The current study suffered from some limitations. Of the total cases worldwide (Since September 2012, WHO has been notified of 2449 laboratory-confirmed cases of infection with MERS-CoV.), only the details of 1789 cases were investigated in the current study. It should be noted that of 186 MERS-CoV cases in the Republic of Korea, only details related to 57 cases were published in the disease outbreak news on the WHO website. The lack of complete details for all MERS cases potentially increases the occurrence of the selection and measurement bias in the results. Another limitation of this study is choosing a life expectancy for the SEYLL measure. This index does not take into account the biological and genetic differences between men and women.
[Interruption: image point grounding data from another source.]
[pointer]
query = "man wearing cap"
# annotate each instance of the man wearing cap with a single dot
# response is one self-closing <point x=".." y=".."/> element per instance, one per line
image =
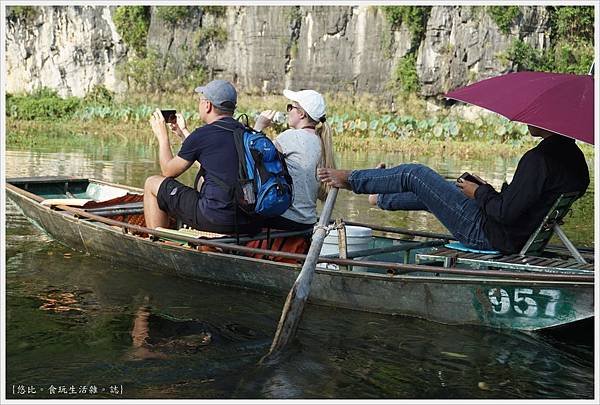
<point x="212" y="145"/>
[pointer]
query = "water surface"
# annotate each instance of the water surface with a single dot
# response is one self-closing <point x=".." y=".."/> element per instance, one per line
<point x="72" y="320"/>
In the future, we may assess the burden of premature mortality due to the MERS-CoV infections globally to better understand the risks of this new infection for public health and also to provide a helpful recommendation for controlling and preventing it. Recommendations might change and be updated as the additional data becomes available. Indeed, despite the above limitations, such studies might be useful to implement the educational programs, to access the health care and early awareness of changes in the pattern of this relatively new infection, to reduce the higher mortality rates not only for MERS-CoV but also for the other emerging pathogens in the worldwide.


The analysis of SEYLL related to MERS infection in the current study presents this important issue that the loss resulting from the premature mortality has social and economic implications. These findings are also useful for policy-makers because the infection prevention and control measures are critical to prevent the possible spread of MERS-CoV infection in the affected communities.